Underground geological salt formations in northern Germany allowed the creation of salt caverns for air storage at Huntorf. The two Huntorf caverns are 140 000 and 170 000 cubic metres in capacity. The tops of the caverns are 650 m below the surface of the earth. They are about 150 m tall and up to 60 m wide. To prevent geological shifts, they have a minimum operational pressure of 20 bar. However, the normal duty cycle is between 43 and 70 bar. The amount of air released during decompression can operate the turbine for about three hours.
Underground storage of hydrogen (UHS) in salt caverns is effective when terawatt hours of energy storage is required for release on a seasonal basis. Whilst UHS in salt caverns offers low-cost, low-carbon, seasonal energy storage at utility scale, it has a low round-trip efficiency (MW power required for electrolysis compared to MW power generated by a turbine or fuel cell) of the order of 40%.
Similarly, underground storage of natural gas (UGS) is used for seasonal energy demand balancing. The UGS facility operated by NAM at Norg in the NL stores 7 billion cubic metres of natural gas in a depleted gas field and can release that gas at a rate of 3 million cubic metres per hour at periods of peak demand, such as during a cold winter’s day when heating demand is at its highest.
Advanced, adiabatic CAES
The future of CAES lies in energy efficient power storage to support variable renewable power generation and grid balancing. To increase the round-trip efficiency of CAES, various modifications have been made by innovators such as Hydrostor. One such development is to capture the heat of compression in a thermal energy storage (TES) unit. This heat is then given back to the air as it expands across the power generation turbine to avoid excessive cooling of the air. The innovative combination of TES and CAES is known as advanced, adiabatic CAES, or AA-CAES.
A further enhancement in some AA-CAES systems is that the pressure of air in the underground storage remains constant.

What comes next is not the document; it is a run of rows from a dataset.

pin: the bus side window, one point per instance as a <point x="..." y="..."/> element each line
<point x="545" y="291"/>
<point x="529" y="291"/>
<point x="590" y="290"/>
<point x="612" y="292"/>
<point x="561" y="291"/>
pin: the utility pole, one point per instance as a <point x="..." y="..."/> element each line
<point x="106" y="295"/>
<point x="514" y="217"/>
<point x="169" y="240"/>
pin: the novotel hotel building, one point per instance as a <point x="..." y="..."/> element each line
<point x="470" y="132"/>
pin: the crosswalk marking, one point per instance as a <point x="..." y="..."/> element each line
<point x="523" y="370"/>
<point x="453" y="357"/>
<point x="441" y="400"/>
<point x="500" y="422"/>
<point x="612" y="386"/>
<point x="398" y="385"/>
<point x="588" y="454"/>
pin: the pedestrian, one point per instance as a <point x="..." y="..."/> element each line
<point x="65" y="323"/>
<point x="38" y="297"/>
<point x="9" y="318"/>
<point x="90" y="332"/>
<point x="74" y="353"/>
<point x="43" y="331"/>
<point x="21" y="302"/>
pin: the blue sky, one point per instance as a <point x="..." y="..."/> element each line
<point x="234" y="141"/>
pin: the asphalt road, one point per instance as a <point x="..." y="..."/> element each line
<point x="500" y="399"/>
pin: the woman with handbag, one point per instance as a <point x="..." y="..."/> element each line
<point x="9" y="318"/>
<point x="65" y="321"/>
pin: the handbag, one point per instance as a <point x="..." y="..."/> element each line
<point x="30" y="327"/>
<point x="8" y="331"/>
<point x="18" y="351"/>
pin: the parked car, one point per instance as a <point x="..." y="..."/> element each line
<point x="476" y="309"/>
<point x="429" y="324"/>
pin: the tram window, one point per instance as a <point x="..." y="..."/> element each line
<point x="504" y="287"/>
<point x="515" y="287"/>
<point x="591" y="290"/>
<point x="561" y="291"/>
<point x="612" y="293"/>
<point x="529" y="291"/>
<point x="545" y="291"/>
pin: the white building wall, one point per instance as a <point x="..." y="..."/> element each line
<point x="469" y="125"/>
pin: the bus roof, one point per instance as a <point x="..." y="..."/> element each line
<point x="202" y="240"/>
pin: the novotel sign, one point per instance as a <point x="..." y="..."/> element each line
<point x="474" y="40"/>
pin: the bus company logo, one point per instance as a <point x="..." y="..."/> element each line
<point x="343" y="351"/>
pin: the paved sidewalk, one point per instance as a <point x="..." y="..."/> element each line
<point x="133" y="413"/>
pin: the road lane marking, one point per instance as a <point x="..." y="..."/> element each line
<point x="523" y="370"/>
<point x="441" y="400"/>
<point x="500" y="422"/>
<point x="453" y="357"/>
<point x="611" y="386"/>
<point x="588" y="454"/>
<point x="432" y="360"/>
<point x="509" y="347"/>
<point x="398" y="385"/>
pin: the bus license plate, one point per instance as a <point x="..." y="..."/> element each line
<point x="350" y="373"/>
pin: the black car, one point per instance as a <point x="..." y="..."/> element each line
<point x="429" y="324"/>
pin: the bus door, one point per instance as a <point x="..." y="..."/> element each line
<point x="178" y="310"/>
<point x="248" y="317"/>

This is achieved by the air displacing water in the underground cavern to an above-ground reservoir. In this mode of operation, the underground gas cavern must be mined into rock. The use of a salt cavern for such an application would not be appropriate.
Hydrostor is planning to develop several AA-CAES facilities worldwide. One in Cheshire, in the UK will use a salt cavern for compressed air storage and the pressure of the stored air will rise and fall through the cycles of operation. Another project planned for Kern County, California, will use a rock cavern for the compressed air storage. In this project, water will be used to operate the cavern at a constant pressure.